I saunter through the energy of the Fringe performers on the High Street. I walk along George street, on up the Mound and on down the high street. I eat at Bilbos on the corner of Chambers St.
I stopped in
at the very small Scottish writers museum up a small winding stair in a hidden
close at the top of the High street. There are exhibits to Robert Burns, Robert
Louis Stevenson, and Walter Scott. Apart from a few Burns paintings and a
display of the Kilmarnock first Edition of his Poems - there is not a lot here.
I asked the
lady there about a possible new museum. I said I had visited the Irish Writers
museum which is housed in an impressive Georgian mansion and is 50 times bigger
There was
talk of putting a decent size Scottish
Writers museum beside the National library.
There are no
modern authors or women writers or any of Scotland’s great philosophers of the
enlightenment; Where is Robert Fergusson who wrote of Edinburgh and inspired
Burns to write in Scots? Where is Adam Smith, David Hume, Allan Ramsay, Arthur Conan Doyle, Hugh MacDiarmid, James
MacPherson or JM Barrie?
At an Irish
concert at Celtic Connections I mentioned to an Irish lady beside me about the
interesting Irish Writers Museum – she said perhaps there weren’t enough good
Scottish writers! I hope one day she
might be proved wrong and we might have as Scottish Writers Museum that truly
reflects not only this great city of Literature and also the MANY great
Scottish writers and artists.
In 1786
Scotland’s greatest poet – and one of the world’s greatest poets – made his way
on a borrowed pony across the lowlands from Ayr and on into Edinburgh. At the time
they were building the Georgian new town. He came in order to try to get the second
edition of his poems published. He went to find the grave of the poet Robert
Fergusson, who also wrote in both Scots and English.
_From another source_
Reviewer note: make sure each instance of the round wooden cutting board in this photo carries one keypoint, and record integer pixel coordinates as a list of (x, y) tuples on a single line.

He stayed in a close near the
castle and met many of the great and good of the capital – it was all a New World
for him.
And where is any Edinburgh statue to
Burns?
There is no
a statue to Robert Burns, one of the greatest poets and songssmiths who ever
lived in the centre of Edinburgh. I learnt recently there is a statue to Burns
at the bottom of Leith walk, I used to pass every day only way to secondary
school in Newhaven, near the Forth river. It really is a shocking state of
affairs which makes me think Burns (while he tried) wasn’t considered unionist
enough by the powers that be – not compared to the tall Gothic spire to Walter
Scott in Princes street anyway. And A Mans a Man for A That as too egalitarian
and feared by upper classes….. (votes for all was not until after WW1).